Region doing its bit for biodiversity
Taranaki is well placed to support and implement a new national action plan to stop the destruction of indigenous biodiversity and enable ecosystems to recover and thrive, the Policy & Planning Committee was told. The Council is already pursuing these goals with a range of activities including Towards Predator-Free Taranaki, the Riparian Management Programme, the Key Native Ecosystem Programme, its protection of wetlands, its Environmental Enhancement Grants and other funding programmes and its Sustainable Land Mangement Programme and STRESS programme in the eastern hillcountry. Stronger provisions for the protection of indigenous biodiversity and threatened species are also likely to be included in the Council’s resource management plans as they are reviewed and revised. The national biodiversity action plan, called Aotearoa Deal for Nature, arose out of national state of the environment report in April noting that almost 4000 native species are currently threatened with or at risk of extinction. The action plan, which was developed by the Jane Goodall Institute with Forest and Bird, WWF, Greenpeace, the Environmental Defence Society and the Environmental and Conservation Organisation, is yet to be formally adopted by the Government, the Committee was told.
Taranaki drinking water fit for purpose
Taranaki communities enjoy a high standard of drinking water and all of the agencies involved in its supply are working together well, the Policy and Planning Committee was told. A Ministry of Health report on drinking water quality in the 2017-2018 year found the overwhelming majority of New Zealanders served by network supplies receive water that is verifiably safe to drink.
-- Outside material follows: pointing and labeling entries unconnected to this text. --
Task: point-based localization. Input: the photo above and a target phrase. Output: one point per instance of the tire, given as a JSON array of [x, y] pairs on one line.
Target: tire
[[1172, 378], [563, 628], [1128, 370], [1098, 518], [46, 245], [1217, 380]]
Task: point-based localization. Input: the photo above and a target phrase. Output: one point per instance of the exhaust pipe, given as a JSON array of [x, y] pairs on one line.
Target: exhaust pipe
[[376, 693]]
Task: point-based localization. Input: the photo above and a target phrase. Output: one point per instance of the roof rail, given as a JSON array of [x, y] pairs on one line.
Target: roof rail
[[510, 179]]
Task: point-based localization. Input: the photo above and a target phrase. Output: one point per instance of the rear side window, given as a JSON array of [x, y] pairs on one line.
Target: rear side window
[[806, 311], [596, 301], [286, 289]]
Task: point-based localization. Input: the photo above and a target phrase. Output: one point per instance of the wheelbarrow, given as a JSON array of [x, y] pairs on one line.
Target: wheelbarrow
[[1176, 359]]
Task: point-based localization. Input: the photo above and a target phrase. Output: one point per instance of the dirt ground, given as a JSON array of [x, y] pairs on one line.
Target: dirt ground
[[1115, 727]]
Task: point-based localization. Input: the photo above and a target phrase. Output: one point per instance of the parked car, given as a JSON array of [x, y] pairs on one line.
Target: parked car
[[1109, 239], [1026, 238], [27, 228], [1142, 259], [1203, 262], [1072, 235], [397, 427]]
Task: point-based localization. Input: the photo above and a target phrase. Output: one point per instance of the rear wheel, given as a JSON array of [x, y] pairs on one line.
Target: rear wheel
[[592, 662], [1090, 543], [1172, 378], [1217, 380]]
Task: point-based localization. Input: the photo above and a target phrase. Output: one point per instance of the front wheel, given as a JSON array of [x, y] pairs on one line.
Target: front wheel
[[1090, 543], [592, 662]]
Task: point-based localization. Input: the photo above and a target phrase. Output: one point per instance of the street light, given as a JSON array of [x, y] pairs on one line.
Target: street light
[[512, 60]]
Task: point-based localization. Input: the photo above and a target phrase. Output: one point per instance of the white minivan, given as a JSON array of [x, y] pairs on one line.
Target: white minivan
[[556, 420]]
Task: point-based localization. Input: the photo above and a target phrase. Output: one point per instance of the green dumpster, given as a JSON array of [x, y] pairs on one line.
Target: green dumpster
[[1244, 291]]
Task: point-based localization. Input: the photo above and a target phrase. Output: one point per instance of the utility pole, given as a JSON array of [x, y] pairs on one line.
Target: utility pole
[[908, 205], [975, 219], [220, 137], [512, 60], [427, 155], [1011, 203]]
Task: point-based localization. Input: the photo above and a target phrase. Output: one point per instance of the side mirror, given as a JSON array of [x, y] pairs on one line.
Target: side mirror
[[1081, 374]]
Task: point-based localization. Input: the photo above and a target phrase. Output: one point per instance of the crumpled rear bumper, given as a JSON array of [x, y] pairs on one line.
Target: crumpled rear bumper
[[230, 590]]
The same applies in Taranaki, where water is supplied by the three district councils and one community-based operation. They are part of a networking group, which also includes the Taranaki Regional Council and the Taranaki District Health Board. After many years of informal operation, the network was formalised into the Taranaki Drinking Water Joint Working Group as a result of the inquiry into drinking-water contamination at Havelock North. The Government is considering changes to the drinking-water regime, including the possible establishment of a national regulator, and the Council awaits developments with interest, the Committee was told.
Making the region’s voice heard
The Council has had another busy year of advocacy work on behalf of the region in national forums or in response to initiatives and proposals by other agencies, the Policy & Planning Committee was told. Twenty-six formal submissions were made on a number of central government policy initiatives, including freshwater quality and climate-change legislation, the latter being reflected in the bill that has ultimately gone to Parliament. The Committee was told that there can be little or no formal feedback on the Council’s submissions but senior staff receive positive anecdotal feedback and assurances that some changes have been made as a result. The Council is also active among its peers, working with relevant colleagues from other Councils on specific issues and with Local Government New Zealand on wider issues and submissions on behalf of the sector as a whole.